For the Trump administration, that date is Nov. 15.

The deadline hits the Trump administration as it struggles to staff a broad range of high-level jobs. According to an appointments tracker maintained by the Partnership for Public Service and the Washington Post, only 173 nominees have been confirmed out of 610 key positions. There are 169 nominees awaiting confirmation and for 261 posts there's no nominee at all. There are about 1,200 executive branch positions requiring presidential appointment and Senate confirmation that are covered by the Vacancies Act, although there are handful of carve-outs.

"Most acting officials are highly skilled and knowledgeable, but they lack the perceived authority that comes with being a Senate-confirmed official. Many officials serving in an acting capacity are neither empowered nor comfortable making major or long-term policy decisions for the administration," Kristine Simmons, vice president of government affairs at the Partnership, said in an emailed statement to FCW. "This situation creates legal confusion about who is authorized to take action, and contributes to a leadership vacuum which can handicap the government’s capacity to handle a wide array of national security, economic and domestic policy challenges."
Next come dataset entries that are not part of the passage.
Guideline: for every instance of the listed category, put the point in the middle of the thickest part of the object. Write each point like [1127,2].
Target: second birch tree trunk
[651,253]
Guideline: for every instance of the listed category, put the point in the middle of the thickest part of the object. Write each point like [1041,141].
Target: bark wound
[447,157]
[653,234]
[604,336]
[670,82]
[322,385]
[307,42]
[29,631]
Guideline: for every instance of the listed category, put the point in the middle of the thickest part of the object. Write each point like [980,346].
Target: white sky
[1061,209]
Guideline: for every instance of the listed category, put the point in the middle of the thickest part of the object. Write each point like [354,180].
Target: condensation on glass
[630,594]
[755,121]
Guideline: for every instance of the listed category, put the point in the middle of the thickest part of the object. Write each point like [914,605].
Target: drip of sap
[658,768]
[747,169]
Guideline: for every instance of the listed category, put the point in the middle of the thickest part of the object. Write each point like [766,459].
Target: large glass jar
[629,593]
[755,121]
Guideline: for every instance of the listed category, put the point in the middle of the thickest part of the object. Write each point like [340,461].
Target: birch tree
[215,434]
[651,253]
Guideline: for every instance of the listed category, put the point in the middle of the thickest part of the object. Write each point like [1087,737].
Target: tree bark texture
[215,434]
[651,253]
The law doesn't provide for the eviction of acting officials or any other enforcement mechanism, but the offices are designated vacant once the time limit is reached. That means that the official duties of the office devolve to the agency head.

In the absence of direct enforcement, the act tasks the head of the Government Accountability Office with keeping tabs on the time limits of service in an acting capacity and informing agency heads of violations.

Charles Young, a spokesperson for GAO, told FCW in an email that the agency "will monitor agency compliance with this time limitation and issue violation reports as appropriate."

GAO posts violation letters online.

The law also sets out who may serve in an acting role in a politically appointed post: a first assistant or deputy to the previous confirmed office holder; an official who holds another confirmed political appointment elsewhere in government; or an agency employee who is paid at the GS-15 rate or higher, and who has served at the agency for 90 days out of the last year.

A Nov. 1 Congressional Research Service legal sidebar explains that, "if the acting officer remains in office and attempts to perform a nondelegable function or duty -- one that a statute or regulation expressly assigns to that office -- that action will 'have no force or effect.'"

Additionally, the law prevents an official qualified under the act from redoing an action deemed as void because of a Vacancies Act violation.

This precedent suggests that decisions made by any Trump officials who remain in acting roles past the 300 day limit will be subject to legal challenge.

The Supreme Court, in a March 2017 opinion, ruled that an adverse action taken against a company by the National Labor Relations Board was void because the responsible official was serving in an acting role beyond the time period called for in the Vacancies Act.

If an individual in an acting role is nominated for the job in which he or she is acting, the law calls for that person to step down from the acting role and await confirmation. Beth Cobert, who was acting director of the Office of Personnel Management in the last year of the Obama administration, ran afoul of this provision.

In February 2016, then-OPM Inspector General Patrick McFarland issued a memo to Cobert explaining that under the terms of the act, any actions taken by her after her nomination to the permanent job were void.